Thursday, 14 July 2022

Joint Oireachtas Committee on Disability Matters

Education and the UNCRPD: Discussion (Resumed)

Photo of Simon HarrisSimon Harris (Wicklow, Fine Gael) | Oireachtas source

The Senator is right about funding for staff and student training around awareness. The committee identified it as an area that needs real acceleration. From September, under the funding I referred to earlier, PATH 4, every college in Ireland will get an allocation for universal design. It is up to them what they do with it because they are autonomous. There is a list of things they can spend it on and one is staff training. There is a funding stream under PATH 4 for staff training and for student awareness, because that is also valid.

We have put a digital badge in place for staff who have accessed training on universal design. I will provide the committee with figures on how many have been through that. There is a programme and at the end staff are provided with a digital badge that allows them to say they have done the training. It is credited. There is also the funding with PATH 4.

I have been given a note here that says in 2021, 771 staff across the third level sector were awarded the universal design for learning, UDL, badge and 138 participants were awarded the optional facilitators badge. I will send the committee a note on these programmes. I think it is a really good initiative. It was co-designed by the Association for Higher Education Access and Disability, AHEAD, and by the UCD access and lifelong learning team. That seems to be going well. Funding and providing the bandwidth and opportunity for staff was a recognised need.
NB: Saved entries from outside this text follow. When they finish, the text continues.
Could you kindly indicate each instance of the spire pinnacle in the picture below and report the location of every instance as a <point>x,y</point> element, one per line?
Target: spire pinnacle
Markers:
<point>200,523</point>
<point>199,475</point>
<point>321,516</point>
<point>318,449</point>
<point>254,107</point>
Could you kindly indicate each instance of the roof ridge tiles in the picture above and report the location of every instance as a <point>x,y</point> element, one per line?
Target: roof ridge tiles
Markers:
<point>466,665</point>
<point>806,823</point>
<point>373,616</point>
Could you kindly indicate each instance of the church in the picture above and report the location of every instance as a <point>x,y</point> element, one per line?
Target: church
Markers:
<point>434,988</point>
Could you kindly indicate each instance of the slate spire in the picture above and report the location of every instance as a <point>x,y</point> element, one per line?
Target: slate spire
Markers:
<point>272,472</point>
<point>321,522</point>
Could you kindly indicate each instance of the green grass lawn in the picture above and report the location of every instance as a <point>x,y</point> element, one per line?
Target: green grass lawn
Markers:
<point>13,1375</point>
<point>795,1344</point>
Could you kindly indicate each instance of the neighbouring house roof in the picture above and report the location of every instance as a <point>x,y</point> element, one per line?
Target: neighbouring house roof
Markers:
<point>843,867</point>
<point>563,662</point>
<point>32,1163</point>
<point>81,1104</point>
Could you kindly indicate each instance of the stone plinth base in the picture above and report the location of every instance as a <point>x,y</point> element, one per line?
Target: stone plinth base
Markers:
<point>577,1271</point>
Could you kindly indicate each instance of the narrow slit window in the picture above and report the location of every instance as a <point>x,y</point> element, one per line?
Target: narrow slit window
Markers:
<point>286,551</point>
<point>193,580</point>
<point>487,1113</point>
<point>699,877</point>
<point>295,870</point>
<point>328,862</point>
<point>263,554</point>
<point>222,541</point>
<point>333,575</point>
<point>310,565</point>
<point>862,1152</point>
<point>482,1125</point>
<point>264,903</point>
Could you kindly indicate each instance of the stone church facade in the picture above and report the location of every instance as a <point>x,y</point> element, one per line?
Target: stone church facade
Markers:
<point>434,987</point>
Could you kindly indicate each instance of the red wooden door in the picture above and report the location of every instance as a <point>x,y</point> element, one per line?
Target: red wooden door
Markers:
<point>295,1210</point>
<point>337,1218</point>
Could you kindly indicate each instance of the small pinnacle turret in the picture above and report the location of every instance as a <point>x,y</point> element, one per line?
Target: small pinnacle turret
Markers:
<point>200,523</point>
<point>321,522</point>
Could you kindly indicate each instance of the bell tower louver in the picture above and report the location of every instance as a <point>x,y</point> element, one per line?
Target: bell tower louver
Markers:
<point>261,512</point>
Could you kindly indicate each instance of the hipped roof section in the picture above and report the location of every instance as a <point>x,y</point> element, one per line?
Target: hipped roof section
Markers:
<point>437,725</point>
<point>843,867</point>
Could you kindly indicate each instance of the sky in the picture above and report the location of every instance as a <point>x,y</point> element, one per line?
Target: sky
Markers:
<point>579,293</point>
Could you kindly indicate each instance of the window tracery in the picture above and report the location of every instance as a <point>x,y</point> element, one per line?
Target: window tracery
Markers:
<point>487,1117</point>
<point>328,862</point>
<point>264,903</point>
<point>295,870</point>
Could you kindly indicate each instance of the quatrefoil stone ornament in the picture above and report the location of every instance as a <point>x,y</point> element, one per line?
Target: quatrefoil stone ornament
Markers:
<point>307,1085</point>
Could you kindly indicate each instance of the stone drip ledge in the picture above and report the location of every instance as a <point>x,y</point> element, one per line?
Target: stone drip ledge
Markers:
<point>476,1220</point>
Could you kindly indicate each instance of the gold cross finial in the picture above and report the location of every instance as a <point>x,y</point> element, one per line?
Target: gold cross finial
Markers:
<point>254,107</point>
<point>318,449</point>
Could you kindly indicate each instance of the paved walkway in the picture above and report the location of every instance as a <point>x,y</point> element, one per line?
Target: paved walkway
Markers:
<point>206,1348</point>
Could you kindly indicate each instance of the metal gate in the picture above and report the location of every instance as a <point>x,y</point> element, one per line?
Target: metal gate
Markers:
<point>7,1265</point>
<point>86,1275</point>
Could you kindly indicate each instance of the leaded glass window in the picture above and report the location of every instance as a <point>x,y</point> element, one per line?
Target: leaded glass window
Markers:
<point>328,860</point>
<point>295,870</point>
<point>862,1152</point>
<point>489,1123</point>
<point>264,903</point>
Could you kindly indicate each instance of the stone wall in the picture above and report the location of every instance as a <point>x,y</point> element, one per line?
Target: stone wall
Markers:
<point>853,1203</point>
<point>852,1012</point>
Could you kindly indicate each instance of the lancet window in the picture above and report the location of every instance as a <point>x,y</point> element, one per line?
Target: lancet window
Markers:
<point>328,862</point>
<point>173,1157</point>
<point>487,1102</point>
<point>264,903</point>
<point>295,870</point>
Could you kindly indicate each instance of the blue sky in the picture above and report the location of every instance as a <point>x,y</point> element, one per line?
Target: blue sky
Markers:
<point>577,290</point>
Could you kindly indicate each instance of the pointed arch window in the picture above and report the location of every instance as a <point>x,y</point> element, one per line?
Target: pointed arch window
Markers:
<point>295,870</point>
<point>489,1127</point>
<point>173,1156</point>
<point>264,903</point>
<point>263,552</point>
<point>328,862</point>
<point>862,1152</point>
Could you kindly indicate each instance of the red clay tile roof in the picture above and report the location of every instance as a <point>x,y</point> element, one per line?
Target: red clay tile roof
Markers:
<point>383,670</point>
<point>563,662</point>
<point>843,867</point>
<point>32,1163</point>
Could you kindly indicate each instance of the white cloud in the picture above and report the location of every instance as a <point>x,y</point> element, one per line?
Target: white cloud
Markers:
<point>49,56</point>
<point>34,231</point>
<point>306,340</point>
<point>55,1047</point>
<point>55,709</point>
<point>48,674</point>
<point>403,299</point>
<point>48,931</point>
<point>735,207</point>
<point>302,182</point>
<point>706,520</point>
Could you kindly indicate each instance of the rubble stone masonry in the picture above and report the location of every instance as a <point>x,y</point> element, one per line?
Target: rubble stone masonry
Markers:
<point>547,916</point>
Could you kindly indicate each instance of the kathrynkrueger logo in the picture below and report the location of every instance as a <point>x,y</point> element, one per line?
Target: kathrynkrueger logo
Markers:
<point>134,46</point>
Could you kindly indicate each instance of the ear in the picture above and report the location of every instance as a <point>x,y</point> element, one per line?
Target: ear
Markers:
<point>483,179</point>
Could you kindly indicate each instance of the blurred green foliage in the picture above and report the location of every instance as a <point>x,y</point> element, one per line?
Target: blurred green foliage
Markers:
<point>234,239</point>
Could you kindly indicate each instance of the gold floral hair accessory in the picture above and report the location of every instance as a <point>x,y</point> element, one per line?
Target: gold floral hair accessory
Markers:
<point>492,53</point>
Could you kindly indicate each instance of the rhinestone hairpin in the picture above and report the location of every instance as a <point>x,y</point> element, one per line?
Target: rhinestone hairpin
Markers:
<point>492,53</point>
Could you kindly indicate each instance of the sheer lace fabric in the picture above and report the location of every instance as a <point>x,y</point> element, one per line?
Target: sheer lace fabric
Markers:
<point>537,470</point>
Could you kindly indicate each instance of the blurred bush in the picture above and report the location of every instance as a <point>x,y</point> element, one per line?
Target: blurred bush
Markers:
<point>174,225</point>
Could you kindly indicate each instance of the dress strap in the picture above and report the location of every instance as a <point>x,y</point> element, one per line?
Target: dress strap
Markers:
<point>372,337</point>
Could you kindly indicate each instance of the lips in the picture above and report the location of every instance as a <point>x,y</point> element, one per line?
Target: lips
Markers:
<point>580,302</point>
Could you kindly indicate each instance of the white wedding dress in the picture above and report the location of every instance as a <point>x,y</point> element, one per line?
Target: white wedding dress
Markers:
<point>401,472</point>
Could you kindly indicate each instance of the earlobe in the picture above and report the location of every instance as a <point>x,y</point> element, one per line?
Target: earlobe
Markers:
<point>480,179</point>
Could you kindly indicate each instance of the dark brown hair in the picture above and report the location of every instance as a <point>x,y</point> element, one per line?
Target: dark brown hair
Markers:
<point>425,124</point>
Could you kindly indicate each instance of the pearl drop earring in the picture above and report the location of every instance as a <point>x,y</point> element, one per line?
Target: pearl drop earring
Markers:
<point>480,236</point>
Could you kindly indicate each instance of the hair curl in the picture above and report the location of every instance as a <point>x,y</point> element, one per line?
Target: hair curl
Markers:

The Senator raised daycare centres and residential placements and how they interact with the education system. If I am really honest, it is something we have not cracked as a country and that is wrong. There are a couple of things we are doing on this. We have started engaging with a number of organisations. For example, I met recently with the Blue Diamond Drama Academy which is an amazing drama school for people with disabilities. It is an utterly inspiring place to visit. We are looking at how we can plug them in with the local ETB so that it is not operating as an island separate to the education system. Not to stray outside my brief, but part of the answer is the personalised budgets that colleagues in the Department of Health, the Minister of State, Deputy Rabbitte and others are passionate about because, to be blunt, sometimes a lot of funding is provided to organisations, and it is not to say they do not do good work, but empowering the individual to decide how to spend it is a really important step forward. There are some examples of individualised budgets. That would enable citizens to say they want to do a certain course, or to go to Blue Diamond or to Lakers which I know in my constituency. There is joined-up work to be done there and the personalised budgets could be a way of progressing it.